Targeting an annual return of 6%, Glenda is happy to take on some risk, although high-octane assets like individual resources stocks, small cap equities or cryptocurrencies such as bitcoin aren’t for Glenda at this stage of her life.
Given her risk appetite, she might consider investing in a diversified mid cap fund such as AXA Framlington UK Mid Cap (B3SYV56) or a FTSE 250-focused investment trust, such as JPMorgan Mid Cap (JMF) or Schroder UK Mid Cap (SCP).
Typically growing their sales and profits at a faster rate than large cap companies, mid caps are also more established businesses than small cap firms, which generally speaking means they are less risky.
Mid caps could provide Glenda with an attractive combination of growth with an income stream she can reinvest, thereby benefiting from compound return. She might also look to purchase an ETF (exchange traded fund) such as iShares Core MSCI World (SWDA).
These passive vehicles typically have lower costs than active funds and will allow Glenda to keep a greater portion of her investment returns while achieving diversified exposure to the markets.

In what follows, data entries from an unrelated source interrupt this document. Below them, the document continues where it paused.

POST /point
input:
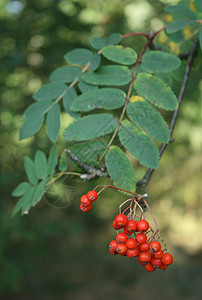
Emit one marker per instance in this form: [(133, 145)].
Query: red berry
[(92, 195), (121, 220), (142, 225), (141, 238), (167, 259), (144, 257), (158, 254), (144, 247), (85, 201), (115, 226), (85, 208), (131, 243), (130, 227), (155, 246), (113, 252), (121, 248), (113, 244), (131, 253), (121, 237), (163, 267), (156, 262), (148, 267)]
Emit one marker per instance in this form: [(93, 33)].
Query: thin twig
[(146, 178)]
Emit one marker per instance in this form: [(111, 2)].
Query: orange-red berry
[(142, 225), (167, 259), (92, 195)]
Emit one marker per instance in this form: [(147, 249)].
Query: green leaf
[(98, 43), (178, 25), (114, 38), (85, 87), (39, 192), (52, 160), (139, 145), (63, 162), (79, 56), (95, 62), (109, 75), (158, 61), (41, 166), (37, 109), (145, 115), (156, 91), (65, 74), (53, 122), (120, 54), (49, 91), (106, 98), (200, 37), (181, 11), (90, 127), (120, 169), (25, 202), (67, 101), (30, 126), (30, 170), (21, 189)]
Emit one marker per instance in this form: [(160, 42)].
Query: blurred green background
[(61, 253)]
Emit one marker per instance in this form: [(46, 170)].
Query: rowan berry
[(130, 227), (92, 195), (131, 253), (144, 257), (85, 208), (121, 248), (85, 201), (121, 220), (121, 237), (158, 254), (141, 238), (142, 225), (167, 259), (131, 243), (113, 244), (144, 247), (148, 267), (156, 262), (155, 246)]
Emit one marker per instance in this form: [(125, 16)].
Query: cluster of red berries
[(149, 253), (86, 200)]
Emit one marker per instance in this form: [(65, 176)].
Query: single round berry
[(92, 195), (113, 244), (121, 237), (156, 262), (163, 267), (115, 226), (85, 208), (113, 252), (121, 220), (155, 246), (148, 267), (121, 248), (144, 257), (144, 247), (132, 253), (131, 243), (85, 201), (141, 238), (130, 227), (158, 254), (167, 259), (142, 225)]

As Glenda knows the car industry inside out, she might consider having an individual investment in a robustly-financed dealership; examples listed on the London Stock Exchange include Marshall Motor (MMH:AIM), Vertu Motors (VTU:AIM) and second hand car specialist Motorpoint (MOTR).
We are sailing
Once she has paid down her expensive debt, Glenda can look to realise her boat ownership goal. In the dream scenario she would buy a second hand sailing boat of 22-26 foot, which would set her back between £4,000 and £5,000, and moor the boat at Eastbourne Harbour, which costs £2,500 per year. She’ll also need to factor in servicing costs on top as she will need an engine to get in and out of the marina.
A more realistic alternative would be to look at a smaller boat such as a ‘Topper’ or ‘Laser’, then joining a local sailing club would be a
This option would give Glenda access to helping hands if she encounters any problems with her boat, and to a vibrant social scene with lots of barbecues on the beach, UK weather permitting. The cost of a local sailing club is £115 per year for membership and then £200 per year for boat storage. A Laser costs around £500 for a second-hand one, versus £3,000 or more for a new boat.
DISCLAIMER. This article is based on a fictional situation to provide an example of how someone might approach investing. It is not a personal recommendation. It is important to do your research and understand the risks before investing.